Al-Hilal enfrenta a Al-Taawoun con la presión de una maldición
Al-Hilal llega a Buraidah con algo más que tres puntos en juego. Llega con un miedo muy concreto: romper una racha que lleva cinco años intacta en la Saudi Roshn League.
El líder del campeonato visita mañana sábado a Al-Taawoun en la séptima jornada, todavía con el golpe fresco de su primera derrota de la temporada, el 2-0 encajado ante Neom el pasado lunes en la sexta fecha. No fue solo una caída aislada. En Riad muchos miran ahora al calendario y a la historia reciente con cierta inquietud.
El “maleficio” de las dos derrotas seguidas
En el club capitalino se habla de “maldición” porque el precedente no se olvida. La última vez que Al-Hilal perdió dos partidos consecutivos de liga fue hace alrededor de cinco años, en una secuencia que arrancó precisamente frente a su vecino y rival de siempre, Al-Nassr.
En diciembre de 2021, Al-Hilal cayó 2-0 ante Al-Nassr. En la jornada siguiente, volvió a tropezar: 3-2 frente a Al-Fateh. Dos golpes seguidos que dejaron una cicatriz deportiva y emocional. Desde entonces, el gigante de Riad no ha vuelto a encadenar derrotas ligueras: cada vez que perdió, como mucho, el partido posterior terminó en empate.
Esa consistencia se ha convertido en un sello de identidad. Y es exactamente lo que está en juego en Buraidah.
Un líder bajo presión silenciosa
La tabla dice que Al-Hilal llega como líder de la Saudi Roshn League con 15 puntos, por delante de Al-Nassr y Al-Qadsiah únicamente por diferencia de goles, segundo y tercero respectivamente. El margen es mínimo. Un tropiezo más puede cambiar el dibujo de la parte alta de la clasificación de un plumazo.

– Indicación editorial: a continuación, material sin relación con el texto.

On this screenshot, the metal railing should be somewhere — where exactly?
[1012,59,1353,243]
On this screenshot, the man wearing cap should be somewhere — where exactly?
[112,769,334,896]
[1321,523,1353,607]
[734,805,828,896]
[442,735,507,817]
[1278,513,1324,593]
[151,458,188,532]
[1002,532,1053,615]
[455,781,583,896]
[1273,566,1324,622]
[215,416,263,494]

“El Boss” sabe que no solo defiende la cima. Defiende una cultura competitiva construida a base de reaccionar con firmeza tras cada derrota. Perder otra vez, justo ahora, abriría la puerta a los perseguidores y reavivaría los fantasmas de aquella secuencia negra.
Al-Taawoun, en su estadio y ante su gente, huele la oportunidad. Al-Hilal, herido pero todavía en lo más alto, llega con una pregunta clara sobre la mesa: ¿mantener la tradición de levantarse al primer intento o revivir una maldición que parecía enterrada?